Today I discovered that Mark Steele, the nasty socialist and anti-Israel 'comedian who the BBC use on far too much of their output, has had a little anti-Jubilee rant on his blog:
'But the oddest part is no one can explain what we were supposed to be celebrating. She’s been the Queen for sixty years, but all she has to do to be Queen is to be. As long as she exists, she’s the Queen, that’s how it works, it’s not like a boxing champion that has to keep seeing off challengers. If you’ve been an electrician for sixty years that’s worth celebrating, because you have to keep rewiring stuff to be one, but as long as she exists she’s the Queen. In effect people are spluttering ‘Isn’t she marvellous, still existing for us. Most of us wouldn’t have the stamina to keep on existing, but even at her age she puts in a full days existence seven days a week’.That's the trouble with so many lefty types, they just don't understand why their views are such a minority view.

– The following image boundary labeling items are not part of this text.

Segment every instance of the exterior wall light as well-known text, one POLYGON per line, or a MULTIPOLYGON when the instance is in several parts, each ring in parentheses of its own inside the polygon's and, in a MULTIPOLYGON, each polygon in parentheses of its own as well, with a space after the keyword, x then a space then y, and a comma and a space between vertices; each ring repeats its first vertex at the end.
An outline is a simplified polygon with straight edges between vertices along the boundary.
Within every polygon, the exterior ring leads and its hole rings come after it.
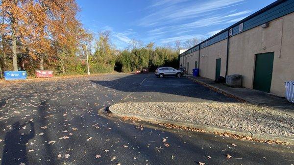
POLYGON ((263 29, 264 29, 264 28, 266 28, 269 27, 269 23, 266 23, 265 24, 264 24, 261 25, 260 26, 261 26, 261 27, 263 29))

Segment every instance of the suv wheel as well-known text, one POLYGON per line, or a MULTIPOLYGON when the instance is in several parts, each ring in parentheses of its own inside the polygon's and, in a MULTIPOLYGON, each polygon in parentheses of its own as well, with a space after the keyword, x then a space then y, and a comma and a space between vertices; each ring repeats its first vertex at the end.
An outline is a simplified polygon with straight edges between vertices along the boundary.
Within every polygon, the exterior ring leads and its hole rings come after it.
POLYGON ((182 74, 180 72, 176 73, 176 76, 178 77, 180 77, 182 76, 182 74))

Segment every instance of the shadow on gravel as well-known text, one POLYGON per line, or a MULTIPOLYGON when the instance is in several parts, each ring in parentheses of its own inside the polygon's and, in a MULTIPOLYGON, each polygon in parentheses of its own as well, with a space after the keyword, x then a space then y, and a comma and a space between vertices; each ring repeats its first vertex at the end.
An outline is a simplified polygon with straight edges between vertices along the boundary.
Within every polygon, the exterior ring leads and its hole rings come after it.
POLYGON ((28 165, 26 157, 26 143, 35 136, 34 123, 26 121, 21 125, 17 121, 13 124, 12 130, 5 137, 5 145, 3 150, 2 165, 19 165, 21 163, 28 165), (24 127, 29 128, 29 133, 22 133, 24 127))
POLYGON ((185 77, 159 78, 153 74, 149 75, 149 77, 145 74, 132 74, 112 81, 91 81, 125 92, 157 92, 222 102, 239 102, 185 77))

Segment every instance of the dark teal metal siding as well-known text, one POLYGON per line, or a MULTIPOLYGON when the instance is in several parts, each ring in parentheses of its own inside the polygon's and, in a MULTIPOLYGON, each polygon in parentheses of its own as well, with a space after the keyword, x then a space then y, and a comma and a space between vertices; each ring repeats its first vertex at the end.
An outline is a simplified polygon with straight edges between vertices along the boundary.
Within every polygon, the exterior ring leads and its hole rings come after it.
POLYGON ((244 23, 243 30, 239 31, 239 24, 233 28, 233 35, 250 29, 285 15, 294 12, 294 0, 290 0, 278 4, 244 23))
POLYGON ((220 41, 225 40, 227 38, 228 32, 227 31, 226 31, 208 40, 208 44, 207 44, 207 46, 212 45, 220 41))

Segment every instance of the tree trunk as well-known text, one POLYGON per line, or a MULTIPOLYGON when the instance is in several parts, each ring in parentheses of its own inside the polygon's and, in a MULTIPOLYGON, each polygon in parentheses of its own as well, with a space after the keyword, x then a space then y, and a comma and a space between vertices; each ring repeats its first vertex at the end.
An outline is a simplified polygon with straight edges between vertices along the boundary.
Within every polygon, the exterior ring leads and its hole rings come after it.
POLYGON ((15 30, 12 30, 12 62, 13 62, 13 70, 18 71, 17 66, 17 54, 16 54, 16 37, 15 37, 15 30))
POLYGON ((40 56, 40 70, 44 70, 44 56, 43 54, 40 56))
POLYGON ((63 65, 63 60, 61 59, 61 67, 62 67, 62 73, 65 73, 65 70, 64 70, 64 65, 63 65))

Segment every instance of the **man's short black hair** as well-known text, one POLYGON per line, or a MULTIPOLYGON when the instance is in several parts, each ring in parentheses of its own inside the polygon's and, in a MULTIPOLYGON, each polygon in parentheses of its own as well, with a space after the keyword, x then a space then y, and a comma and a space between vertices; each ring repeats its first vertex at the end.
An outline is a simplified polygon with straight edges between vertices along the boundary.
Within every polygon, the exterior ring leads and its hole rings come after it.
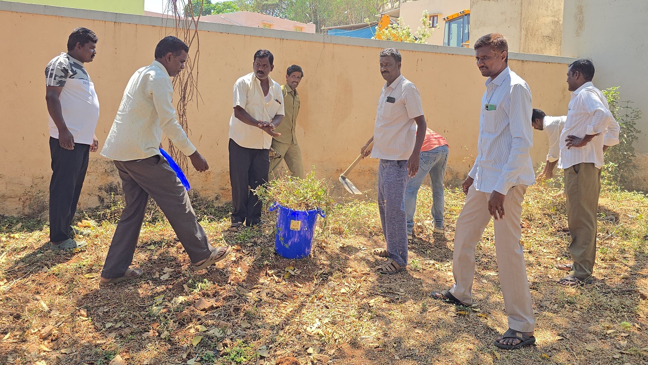
POLYGON ((290 75, 292 75, 293 72, 301 72, 301 77, 304 77, 304 71, 301 70, 301 67, 299 67, 299 66, 298 66, 297 65, 290 65, 288 68, 288 69, 286 70, 286 76, 290 76, 290 75))
POLYGON ((534 121, 537 119, 539 119, 540 121, 542 121, 547 114, 544 114, 544 112, 540 110, 540 109, 533 109, 533 112, 531 114, 531 121, 534 121))
POLYGON ((81 44, 81 47, 83 47, 86 43, 97 43, 98 40, 99 38, 92 31, 82 27, 77 28, 72 31, 72 34, 67 38, 67 51, 74 49, 77 43, 81 44))
POLYGON ((173 53, 174 56, 179 56, 183 51, 188 53, 189 47, 179 38, 168 36, 162 38, 156 46, 156 59, 164 57, 169 52, 173 53))
POLYGON ((572 62, 569 67, 572 74, 575 71, 580 72, 586 81, 591 81, 594 78, 594 64, 590 60, 577 60, 572 62))
POLYGON ((400 53, 399 50, 395 48, 386 48, 380 51, 380 55, 379 57, 392 57, 394 60, 397 62, 400 62, 402 60, 402 57, 400 57, 400 53))
POLYGON ((254 59, 253 61, 256 61, 257 58, 265 58, 268 57, 270 58, 270 65, 273 64, 275 62, 275 57, 272 55, 272 53, 267 49, 259 49, 254 53, 254 59))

Here's what I posted on his comments page, still awaiting moderation apparently:
That’s why royalists get in a tangle when they claim she’s doing a marvellous job, as if she’s earned her position on merit, having worked her way up after starting out as a humble princess.'
'notasheepmaybeagoat says:I wonder if Mark Steele allows free speech on his site, as I do on mine, or is he the sort of radical socialist that only allows views that match his own to be made public?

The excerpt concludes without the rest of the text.